To implement the remote status, we need to know if the *remote*
process has clock synchronization. Therefore, when clock
synchronization is achieved, a process will send a message to all
connected processes "register" the fact that they are
synchronized. When connecting to a new process, the discovery info
will include clock synchronization status.

Messages
--------

!_o2/dy "sssii" b_or_l_endian application_name ip tcp_port udp_port
        o2_discovery_handler(): message arrives by UDP broadcast or a
        send to localhost; this is a notification that another O2
        process exists. The tcp_port is the server port listening for
        connections. The udp_port is the discovery port.

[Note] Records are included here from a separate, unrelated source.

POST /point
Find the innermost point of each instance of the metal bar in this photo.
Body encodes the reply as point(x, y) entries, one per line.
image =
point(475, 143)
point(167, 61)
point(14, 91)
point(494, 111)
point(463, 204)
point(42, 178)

!_o2/in "ssiii" b_or_l_endian ip tcp_port_number udp_port_number clocksync
        o2_initial_handler(): message arrives via tcp to initialize
        connection between two processes. clocksync is true (1) if the
        process is already synchronized to the master clock

!_o2/sv "s..." process_name service1 service2 ...
        o2_services_handler(): message arrives via tcp to announce the
        initial list or an additional service

!_o2/sd "ss" process_name service
        o2_service_delete_handler(): message arrives via tcp to
        announce the service has been deleted from the sending process

!_o2/ds ""
        o2_discovery_send_handler(): (no arguments) send next
        discovery message via broadcast and send to localhost

!_o2/ps ""
        o2_ping_send_handler(): (no arguments) send next ping message
        to clock service (_cs)

!_cs/get "is" serial_no reply_to
        o2_ping_handler(): sends serial_no and master clock time back
        to sender by appending "/get-reply" to the reply_to argument
        to form a reply path.

<path>/get-reply "it" serial_no master_time
        o2_ping_reply_handler(): receive the time read from the master
        clock (via udp) in response to a !_cs/get message.